J'emmerde les organisateurs de la manif "anti-grève" de dimanche à Paris. J'aimais bien l'idée, j'y serais bien allé pour essayer de lancer des slogans débiles (genre "Sarkozy ! Grévistes ! Réglez-ça au ping-pong !", ou "On n'y est pour rien ! Qui va nourrir mon chien !") mais d'une part, je pouvais pas y aller (oui, parce que de Coulommiers à Paris, c'est zéro train, hein, va sans doute falloir que quelqu'un vienne me chercher mercredi pour que je puisse jouer) et d'autre part, je me méfiais un peu du côté bien de droite des organisateurs. Et ça a pas loupé, au vu des reportages, ceux qui étaient dans la manif étaient forcément pour le gouvernement. Comme si on pouvait pas être saoulé par les grèves mais bien autant par la racaille au pouvoir pour qui on n'a même pas voté. Là aussi, c'est très con. Je suis sûr qu'avec une manif apolitique et bon enfant, ils auraient donné vachement plus envie d'être à celle de dimanche prochain.
J'en profite aussi pour emmerder les gens qui font des slogans pas drôles en manif. Les manifs des magistrats, je les aime bien, elles sont marrantes, elles sont malignes, elles me séduisent. Bon, et pis c'est vrai que j'ai une dent contre Rachida Dati. J'emmerde Rachida Dati.

J'emmerde les grévistes qui, globalement, n'en ont quand même rien à foutre de notre gueule. J'ai eu deux sons de cloche à propos de la fameuse question : "vu qu'on vient d'avoir des négociations sur le droit de grève et le service minimum, comment ça se fait que le principe de la grève positive - où on bosse mais on ne fait pas payer les usagers - n'a pas été discuté ?". Ca paraît quand même être une évidence pour obtenir le soutien des gens sans leur mettre le couteau sous la gorge et leur serrer les couilles dans un étau (j'ai sans doute l'air de beaucoup exagérer, mais en parcourant les blogs internautes, je me rends compte que c'est pas facile de se rendre compte du cauchemar que c'est à Paris en ce moment quand on n'y habite pas). Bon, le gouvernement, on peut comprendre qu'il ait pas lancé l'idée. Mais les syndicats ? Ce que j'ai lu / vu / entendu de la réponse à cette question, c'est soit "Ah ben on n'y a pas pensé", soit "ah ben il y a un syndicat qui en a parlé mais le gouvernement a répondu que c'était pas légal". Curieusement, la première version sort de la bouche d'un syndicaliste, la seconde de celle d'un type du gouvernement (on aurait pu croire l'inverse, hein ?). Mais au mieux, on a donc un syndicat qui a essayé d'avancer l'idée. De ma fenêtre, c'est vraiment le signe très clair que c'est donc chacun pour sa gueule, et c'est pourquoi je pisse à la raie de tout le monde.

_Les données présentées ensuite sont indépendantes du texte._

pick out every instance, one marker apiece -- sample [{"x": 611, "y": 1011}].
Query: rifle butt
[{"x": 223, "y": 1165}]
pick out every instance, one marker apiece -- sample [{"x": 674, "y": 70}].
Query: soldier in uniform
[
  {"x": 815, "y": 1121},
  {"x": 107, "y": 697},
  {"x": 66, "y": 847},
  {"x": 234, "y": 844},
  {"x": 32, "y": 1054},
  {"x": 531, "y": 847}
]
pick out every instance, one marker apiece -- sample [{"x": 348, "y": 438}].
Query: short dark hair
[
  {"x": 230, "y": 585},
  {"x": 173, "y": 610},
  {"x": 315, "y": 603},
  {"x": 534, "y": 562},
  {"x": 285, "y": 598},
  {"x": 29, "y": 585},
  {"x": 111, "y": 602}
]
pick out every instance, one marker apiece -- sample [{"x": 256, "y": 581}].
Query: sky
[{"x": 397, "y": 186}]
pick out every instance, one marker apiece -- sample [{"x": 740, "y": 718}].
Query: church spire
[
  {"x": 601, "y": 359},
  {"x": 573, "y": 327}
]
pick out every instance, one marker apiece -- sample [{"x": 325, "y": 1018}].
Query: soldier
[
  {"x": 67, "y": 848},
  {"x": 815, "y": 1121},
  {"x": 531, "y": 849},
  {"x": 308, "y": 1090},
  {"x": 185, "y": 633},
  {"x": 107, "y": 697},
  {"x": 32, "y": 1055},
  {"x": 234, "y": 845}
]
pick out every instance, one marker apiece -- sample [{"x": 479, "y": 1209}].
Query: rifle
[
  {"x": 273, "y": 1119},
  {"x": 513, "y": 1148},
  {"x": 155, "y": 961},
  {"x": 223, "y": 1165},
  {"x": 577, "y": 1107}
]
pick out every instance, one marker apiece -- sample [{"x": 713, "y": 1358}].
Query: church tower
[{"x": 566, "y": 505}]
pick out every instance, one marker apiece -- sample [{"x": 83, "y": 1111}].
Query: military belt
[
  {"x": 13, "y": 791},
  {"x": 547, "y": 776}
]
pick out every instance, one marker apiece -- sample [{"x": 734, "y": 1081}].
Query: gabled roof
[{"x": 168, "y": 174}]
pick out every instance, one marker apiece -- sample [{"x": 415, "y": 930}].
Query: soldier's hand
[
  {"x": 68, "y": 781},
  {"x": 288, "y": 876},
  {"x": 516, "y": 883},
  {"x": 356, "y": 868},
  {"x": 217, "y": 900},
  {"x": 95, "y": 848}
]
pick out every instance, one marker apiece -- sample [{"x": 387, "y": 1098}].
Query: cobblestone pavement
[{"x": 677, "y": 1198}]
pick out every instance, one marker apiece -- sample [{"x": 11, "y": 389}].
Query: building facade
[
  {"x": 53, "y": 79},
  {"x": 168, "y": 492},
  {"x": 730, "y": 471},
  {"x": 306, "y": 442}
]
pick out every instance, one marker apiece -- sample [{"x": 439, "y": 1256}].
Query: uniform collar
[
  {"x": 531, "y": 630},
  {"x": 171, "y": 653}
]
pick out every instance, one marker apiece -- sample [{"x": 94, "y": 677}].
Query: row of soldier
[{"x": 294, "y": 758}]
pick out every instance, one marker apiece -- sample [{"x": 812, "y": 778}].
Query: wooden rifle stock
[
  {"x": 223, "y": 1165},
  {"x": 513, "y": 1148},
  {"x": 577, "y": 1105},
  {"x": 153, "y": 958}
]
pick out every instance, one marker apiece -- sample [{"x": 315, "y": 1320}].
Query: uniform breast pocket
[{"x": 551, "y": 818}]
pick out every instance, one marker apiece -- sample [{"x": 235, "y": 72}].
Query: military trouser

Parce que de notre côté (le théâtre), le bilan de la semaine, ça a été, sur quinze représentations tous spectacles confondus depuis le début de la grève : trois représentations annulées, huit se jouant devant une majorité d'invités rameutés pour l'occasion, et de deux à vingt spectateurs payants (sur une salle de 300), et les quatre qui restent de toute façon bien loin de ce qu'il faut pour que le spectacle soit viable financièrement. 
Nous, notre bateau, quand il prend l'eau, on peut pas écoper comme ça longtemps. Imaginons au pire que la grève se poursuive jusqu'à Noël, il nous faudra bien une ou deux années pour nous en remettre... et cela bien sûr sans budget pour monter de nouvelles pièces. Au mieux, tel que c'est parti, ça condamne à priori les chances de succès des deux spectacles dans lesquels je suis impliqué. L'un d'eux va sans doute s'arrêter dès la fin de l'année. Bien sûr, ce sera retour à la case Assedic pour tous les comédiens qui jouent dedans. Un intermittent a du mal à compatir quand un gréviste lui dit qu'il perd 70 euros par jour à faire la grève. Sauf quand c'est son tonton (coucou Alix !)
Mais bon, on s'en fout, chacun pour sa gueule, on a dit. C'est la méthode de gouvernement de Berluskozy. Et il est bien aidé par les grévistes. Et par les français en général. Les gens sont cons.

Ah, et puis au fait : je m'emmerde, moi, parce que je ferais mieux de bosser sur mes trads au lieu de râler.